Open Sourcing Sun’s Web stuff

When Sun opened Solaris, they opened a new era of cross-fertilisation with other projects.  Sun, like other vendors, benefits from the work of a much wider community.  The community, including the major projects like the Linux and BSD kernels, benefit from Sun goodies such as DTrace and ZFS.

Sun’s announcement this week of opening the Web server and proxy brings such opportunities for cross-fertilisation to the Web platform.  I haven’t worked on Sun’s server myself (I’ve dabbled with its API, but not the innards), but my colleagues include some who work on both Sun’s and Apache technologies.  Now there’s no longer a risk of Intellectual Property issues getting in the way of such folks participating fully in multiple communities.  Or of anyone else with an interest in re-using Sun’s work.

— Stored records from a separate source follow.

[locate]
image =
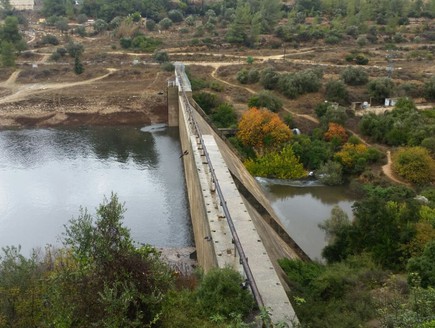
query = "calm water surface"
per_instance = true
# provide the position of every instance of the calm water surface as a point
(302, 206)
(47, 174)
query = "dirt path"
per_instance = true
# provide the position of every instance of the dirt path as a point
(23, 91)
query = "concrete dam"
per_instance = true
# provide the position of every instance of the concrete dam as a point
(233, 222)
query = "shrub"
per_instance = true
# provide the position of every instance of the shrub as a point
(414, 164)
(190, 20)
(336, 91)
(355, 76)
(175, 15)
(267, 100)
(220, 293)
(150, 25)
(429, 89)
(207, 101)
(224, 116)
(269, 78)
(161, 56)
(165, 23)
(330, 173)
(381, 88)
(282, 165)
(50, 39)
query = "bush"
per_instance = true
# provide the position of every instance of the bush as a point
(224, 116)
(219, 293)
(207, 101)
(414, 164)
(429, 89)
(381, 88)
(269, 78)
(245, 76)
(266, 99)
(165, 23)
(355, 76)
(336, 91)
(50, 39)
(150, 25)
(281, 165)
(161, 56)
(175, 15)
(330, 173)
(125, 43)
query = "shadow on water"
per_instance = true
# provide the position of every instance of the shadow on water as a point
(47, 174)
(301, 205)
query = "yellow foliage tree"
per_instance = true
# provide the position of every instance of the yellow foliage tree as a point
(262, 130)
(414, 164)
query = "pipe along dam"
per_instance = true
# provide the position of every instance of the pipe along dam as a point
(233, 222)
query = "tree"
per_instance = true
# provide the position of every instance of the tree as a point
(245, 27)
(78, 66)
(266, 99)
(175, 15)
(381, 88)
(414, 164)
(223, 284)
(105, 280)
(269, 78)
(336, 131)
(165, 23)
(336, 91)
(429, 89)
(9, 30)
(424, 265)
(262, 130)
(330, 173)
(100, 26)
(354, 76)
(335, 223)
(281, 164)
(75, 49)
(224, 116)
(161, 57)
(7, 54)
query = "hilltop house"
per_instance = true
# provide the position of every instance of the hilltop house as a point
(23, 4)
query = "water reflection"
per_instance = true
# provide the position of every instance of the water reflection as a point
(47, 174)
(301, 206)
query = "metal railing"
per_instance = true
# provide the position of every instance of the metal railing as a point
(181, 76)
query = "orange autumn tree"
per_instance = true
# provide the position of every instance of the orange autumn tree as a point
(336, 131)
(262, 130)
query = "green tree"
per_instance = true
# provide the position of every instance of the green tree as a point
(224, 116)
(424, 265)
(429, 89)
(281, 164)
(220, 293)
(7, 54)
(100, 26)
(78, 66)
(354, 76)
(330, 173)
(414, 164)
(165, 23)
(336, 91)
(381, 88)
(9, 30)
(266, 99)
(245, 27)
(335, 223)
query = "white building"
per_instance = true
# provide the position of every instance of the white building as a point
(23, 4)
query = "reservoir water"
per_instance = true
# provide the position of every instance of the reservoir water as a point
(302, 205)
(46, 175)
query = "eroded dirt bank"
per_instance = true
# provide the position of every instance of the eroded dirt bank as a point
(127, 96)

This is for Sun, in quite a strong sense, a return to its roots: back in the 1980s it was the major platform for innovation, including much of the foundations of today’s networking.  It was Solaris 2 in the early 1990s that saw Sun (metaphorically) don a business suit, unbundle the C compiler, and alienate the geeks, and I suspect it’s no coincidence that in the early 1990s a bunch of geeks formed a community around the infant Linux alternative!  Now we’re happily back to the heart of geekdom!